Nie życie, nie doświadczenie kilkoletnie, ale właśnie myśl rozważająca i skupiona pouczyła Anielę, że stosunek do niej męża był zły i krzywdzący. Jedynym symptomatem jego miłości była dzika zazdrość. Wszystkie delikatności uczucia, wszystkie małe tajemnice i czary były od pierwszego dnia tej „miłości“ skazane na zagładę, na rychłą, smutną śmierć.
— Gdyby był mię choć trochę tak kochał, jak ja jego — myślała Aniela. I już była w oczach swoich mniej winna.
Od przyjazdu do Krakowa Aniela wydała się na tę miłość z całą łagodnością i tkliwą ufnością swojej natury. Godziny, w które nie widziała Emila, spędzała jak we śnie. Wodziła za nim wiernemi oczami, zdając na instynkt wszelką troskę o konieczną konspirację.
Zaraz pierwszego dnia Emil złożył dwie nieodzowne wizyty familijne u dalekich swych krewnych, którzy tu stale mieszkali.
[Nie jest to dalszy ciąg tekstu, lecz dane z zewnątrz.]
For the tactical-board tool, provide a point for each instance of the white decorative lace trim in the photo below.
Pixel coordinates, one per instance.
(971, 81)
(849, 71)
W obu domach uznano za słuszne mówić Emilowi o jego ojcu, którego pamiętano właśnie w jego wieku. Był w samej rzeczy słynnym myśliwym, człowiekiem znacznej siły i ponadto rzadkiej odwagi. Wspomniano też melancholijnie o jego wysokich internacjonalnych konkietach. — Emil zrobił niezłe wrażenie, ale okazało się, że w niczem nie przypominał ojca. Sam wyznał z uśmiechem, iż bynajmniej nie jest odważny.
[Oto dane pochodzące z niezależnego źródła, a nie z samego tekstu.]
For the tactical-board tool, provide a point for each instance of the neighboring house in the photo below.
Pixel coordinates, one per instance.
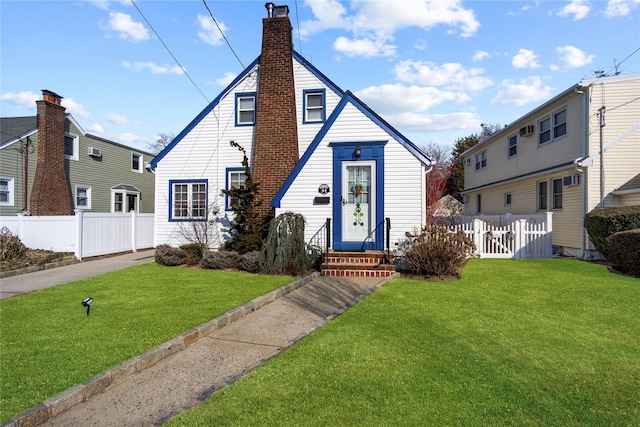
(63, 168)
(313, 148)
(550, 160)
Przez dwa następne dni zmieniła się pogoda, nastały wichry i chłody. Emil kaszlał nad ranem i miał nieznaczną gorączkę. Lekarz, do którego się wybrał, radził mu zrezygnować na razie z rozpoczynania tu studjów i znów wyjechać. Emil tyle tylko uzyskał, że nie na południe.